The negative attitude of the SEC can understand that they were concerned about the dependence of the formation of the basic course BTC from cripture, which were not sufficiently regulated and liquid. In the case of rejection of the brothers Winklevoss landmark would be on their own exchange, Gemini. After the order was submitted already focusing on the base price of BTC, in the context of futures on the CBOE and CME, but there has been a failure because of the size of this market. However, now the situation is changing: a major cryptocracy rapidly entering the legal field through the introduction of KYC (know your customer) and AML (measures for combating money laundering). The futures market is increasing, leading investment banks are preparing solutions for institutional investment and, therefore, the SEC will get the desired formula: “regulation+liquidity”. The approval bitcoin ETF — a matter of months, and the first application can be approved in early 2019. It is believed that the highest chance to “green light” applications SolidX and VanEck, due to the large experience in the launch of the ETF on the us market.
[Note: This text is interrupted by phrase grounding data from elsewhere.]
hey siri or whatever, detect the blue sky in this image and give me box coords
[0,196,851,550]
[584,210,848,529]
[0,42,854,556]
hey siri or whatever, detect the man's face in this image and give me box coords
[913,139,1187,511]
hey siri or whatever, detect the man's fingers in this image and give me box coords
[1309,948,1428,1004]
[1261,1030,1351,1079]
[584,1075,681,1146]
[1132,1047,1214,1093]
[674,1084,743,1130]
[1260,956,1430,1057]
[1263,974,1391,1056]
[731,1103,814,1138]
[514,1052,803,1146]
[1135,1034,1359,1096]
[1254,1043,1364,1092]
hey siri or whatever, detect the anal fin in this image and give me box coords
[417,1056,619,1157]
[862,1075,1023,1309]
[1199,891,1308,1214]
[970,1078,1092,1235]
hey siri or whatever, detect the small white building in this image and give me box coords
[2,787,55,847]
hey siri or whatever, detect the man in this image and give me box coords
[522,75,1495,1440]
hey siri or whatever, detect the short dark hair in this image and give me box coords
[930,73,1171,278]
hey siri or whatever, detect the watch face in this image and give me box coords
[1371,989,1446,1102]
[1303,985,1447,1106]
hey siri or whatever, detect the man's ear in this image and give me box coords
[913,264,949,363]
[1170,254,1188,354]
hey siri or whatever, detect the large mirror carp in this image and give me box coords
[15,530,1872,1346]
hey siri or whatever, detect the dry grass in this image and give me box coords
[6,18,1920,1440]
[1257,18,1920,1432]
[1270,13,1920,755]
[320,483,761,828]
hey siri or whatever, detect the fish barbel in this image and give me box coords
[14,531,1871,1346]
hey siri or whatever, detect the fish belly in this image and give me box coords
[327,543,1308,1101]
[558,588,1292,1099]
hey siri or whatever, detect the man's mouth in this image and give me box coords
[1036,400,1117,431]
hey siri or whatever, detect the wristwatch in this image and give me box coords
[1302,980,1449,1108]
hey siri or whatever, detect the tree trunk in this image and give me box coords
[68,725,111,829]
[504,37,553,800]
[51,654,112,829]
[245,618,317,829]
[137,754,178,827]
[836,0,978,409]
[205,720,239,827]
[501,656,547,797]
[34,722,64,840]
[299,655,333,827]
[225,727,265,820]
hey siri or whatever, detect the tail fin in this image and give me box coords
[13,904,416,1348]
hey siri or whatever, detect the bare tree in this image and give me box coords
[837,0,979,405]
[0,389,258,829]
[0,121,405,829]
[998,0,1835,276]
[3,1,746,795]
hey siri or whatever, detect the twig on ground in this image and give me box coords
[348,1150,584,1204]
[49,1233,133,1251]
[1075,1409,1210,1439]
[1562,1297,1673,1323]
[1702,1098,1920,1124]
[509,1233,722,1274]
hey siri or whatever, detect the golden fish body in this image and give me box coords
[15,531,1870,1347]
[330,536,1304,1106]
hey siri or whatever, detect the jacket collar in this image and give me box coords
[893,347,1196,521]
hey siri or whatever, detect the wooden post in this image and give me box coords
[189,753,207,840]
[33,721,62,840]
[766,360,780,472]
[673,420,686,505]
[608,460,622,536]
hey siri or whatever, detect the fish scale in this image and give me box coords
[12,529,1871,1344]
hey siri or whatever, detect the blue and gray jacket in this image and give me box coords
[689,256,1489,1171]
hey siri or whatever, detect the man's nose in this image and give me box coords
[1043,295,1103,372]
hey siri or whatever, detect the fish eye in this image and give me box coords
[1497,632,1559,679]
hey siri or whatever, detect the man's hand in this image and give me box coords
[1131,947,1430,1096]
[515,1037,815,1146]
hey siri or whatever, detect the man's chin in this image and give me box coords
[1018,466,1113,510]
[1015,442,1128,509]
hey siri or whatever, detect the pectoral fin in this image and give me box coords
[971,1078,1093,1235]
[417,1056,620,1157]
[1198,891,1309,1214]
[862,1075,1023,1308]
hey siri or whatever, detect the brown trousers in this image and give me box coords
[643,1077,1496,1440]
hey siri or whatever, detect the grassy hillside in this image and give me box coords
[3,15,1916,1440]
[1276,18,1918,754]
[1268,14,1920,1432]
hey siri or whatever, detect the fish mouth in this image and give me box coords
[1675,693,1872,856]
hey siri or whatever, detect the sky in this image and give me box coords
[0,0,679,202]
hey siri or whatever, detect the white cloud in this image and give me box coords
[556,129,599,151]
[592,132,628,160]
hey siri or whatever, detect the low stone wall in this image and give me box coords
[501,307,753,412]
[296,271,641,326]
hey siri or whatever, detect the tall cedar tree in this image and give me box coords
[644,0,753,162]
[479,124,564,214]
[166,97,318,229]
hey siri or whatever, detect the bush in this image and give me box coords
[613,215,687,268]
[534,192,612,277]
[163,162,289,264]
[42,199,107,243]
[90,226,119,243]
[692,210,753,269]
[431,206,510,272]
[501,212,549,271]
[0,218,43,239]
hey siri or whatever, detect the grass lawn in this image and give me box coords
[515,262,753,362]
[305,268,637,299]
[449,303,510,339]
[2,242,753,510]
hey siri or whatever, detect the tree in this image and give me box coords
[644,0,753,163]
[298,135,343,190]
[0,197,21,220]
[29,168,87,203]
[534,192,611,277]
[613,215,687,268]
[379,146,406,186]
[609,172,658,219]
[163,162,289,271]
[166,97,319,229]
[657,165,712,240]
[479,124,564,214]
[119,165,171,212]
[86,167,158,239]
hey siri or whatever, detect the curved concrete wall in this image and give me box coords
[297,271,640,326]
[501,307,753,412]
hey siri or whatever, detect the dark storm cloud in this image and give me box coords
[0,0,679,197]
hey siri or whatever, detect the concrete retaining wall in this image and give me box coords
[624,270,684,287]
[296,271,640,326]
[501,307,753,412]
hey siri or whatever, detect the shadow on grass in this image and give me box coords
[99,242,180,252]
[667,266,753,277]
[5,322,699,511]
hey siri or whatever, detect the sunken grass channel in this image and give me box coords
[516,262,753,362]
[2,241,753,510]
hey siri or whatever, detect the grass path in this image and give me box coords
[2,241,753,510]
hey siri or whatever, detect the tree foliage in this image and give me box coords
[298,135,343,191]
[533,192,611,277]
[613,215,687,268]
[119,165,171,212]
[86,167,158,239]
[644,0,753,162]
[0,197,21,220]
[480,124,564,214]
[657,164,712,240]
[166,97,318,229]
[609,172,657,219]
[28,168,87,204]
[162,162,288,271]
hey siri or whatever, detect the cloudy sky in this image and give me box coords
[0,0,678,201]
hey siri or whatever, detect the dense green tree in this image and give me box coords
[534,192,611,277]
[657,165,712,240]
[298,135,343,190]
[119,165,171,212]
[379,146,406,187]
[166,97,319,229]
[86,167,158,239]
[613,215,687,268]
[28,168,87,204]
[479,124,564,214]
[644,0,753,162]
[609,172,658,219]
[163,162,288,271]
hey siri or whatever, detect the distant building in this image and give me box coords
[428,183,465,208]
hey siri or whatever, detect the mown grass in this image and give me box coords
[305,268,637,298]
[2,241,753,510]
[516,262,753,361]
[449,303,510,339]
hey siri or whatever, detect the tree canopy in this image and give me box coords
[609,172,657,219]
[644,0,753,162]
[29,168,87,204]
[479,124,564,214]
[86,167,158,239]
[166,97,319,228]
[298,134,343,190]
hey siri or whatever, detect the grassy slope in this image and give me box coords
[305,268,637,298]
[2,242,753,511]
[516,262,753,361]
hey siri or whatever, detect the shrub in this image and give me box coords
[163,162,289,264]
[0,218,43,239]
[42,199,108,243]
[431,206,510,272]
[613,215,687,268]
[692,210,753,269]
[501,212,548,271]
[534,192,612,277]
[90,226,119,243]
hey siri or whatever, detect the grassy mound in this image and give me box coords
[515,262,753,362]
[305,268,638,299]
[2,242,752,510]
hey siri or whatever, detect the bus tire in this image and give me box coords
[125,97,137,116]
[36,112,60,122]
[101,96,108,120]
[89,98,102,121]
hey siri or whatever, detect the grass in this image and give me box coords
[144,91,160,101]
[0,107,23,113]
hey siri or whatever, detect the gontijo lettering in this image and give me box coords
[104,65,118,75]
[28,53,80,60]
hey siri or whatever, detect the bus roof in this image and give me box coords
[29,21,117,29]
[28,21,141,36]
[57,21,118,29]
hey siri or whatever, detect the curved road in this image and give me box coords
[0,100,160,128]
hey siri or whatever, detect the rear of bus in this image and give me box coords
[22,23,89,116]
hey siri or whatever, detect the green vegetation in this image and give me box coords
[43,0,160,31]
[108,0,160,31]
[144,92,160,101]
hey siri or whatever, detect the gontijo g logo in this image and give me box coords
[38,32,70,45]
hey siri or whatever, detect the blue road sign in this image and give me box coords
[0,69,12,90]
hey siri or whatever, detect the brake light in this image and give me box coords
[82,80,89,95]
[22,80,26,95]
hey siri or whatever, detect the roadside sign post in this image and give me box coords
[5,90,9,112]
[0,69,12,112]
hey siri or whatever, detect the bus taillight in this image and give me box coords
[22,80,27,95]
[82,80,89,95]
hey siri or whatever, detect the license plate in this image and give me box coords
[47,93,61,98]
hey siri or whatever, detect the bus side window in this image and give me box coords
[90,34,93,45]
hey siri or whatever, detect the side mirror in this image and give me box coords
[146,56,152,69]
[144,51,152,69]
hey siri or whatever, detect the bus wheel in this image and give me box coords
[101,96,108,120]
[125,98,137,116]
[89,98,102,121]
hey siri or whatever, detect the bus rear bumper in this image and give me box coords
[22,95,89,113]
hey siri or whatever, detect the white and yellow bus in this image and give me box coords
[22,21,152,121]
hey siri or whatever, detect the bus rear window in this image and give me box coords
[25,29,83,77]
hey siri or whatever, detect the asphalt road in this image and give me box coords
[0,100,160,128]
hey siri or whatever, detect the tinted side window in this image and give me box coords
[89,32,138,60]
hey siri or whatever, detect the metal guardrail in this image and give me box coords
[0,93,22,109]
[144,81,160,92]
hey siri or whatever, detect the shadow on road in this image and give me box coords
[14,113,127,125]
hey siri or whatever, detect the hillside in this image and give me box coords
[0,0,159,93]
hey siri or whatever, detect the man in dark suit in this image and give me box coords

Anton Shugai, head of the blockchain laboratory brdt.pro:

The main reason why the SEC again delays action on bitcoin ETF is that for them it is a new sector for work that does not have established rules and regulations.

As a cornerstone of the SEC puts the safety of the investors (as they have repeatedly stated), the approval bitcoin ETF depends on the regulation of kryptonyte. Once clarity on this issue, and the launch of a new financial instrument is likely to be postponed to 2019. It is also likely that the SEC will avoid harsh formulations to avoid accusations of market manipulation (they tried that once before — when the SEC banned nine ETFs, and the market has fallen by 5%).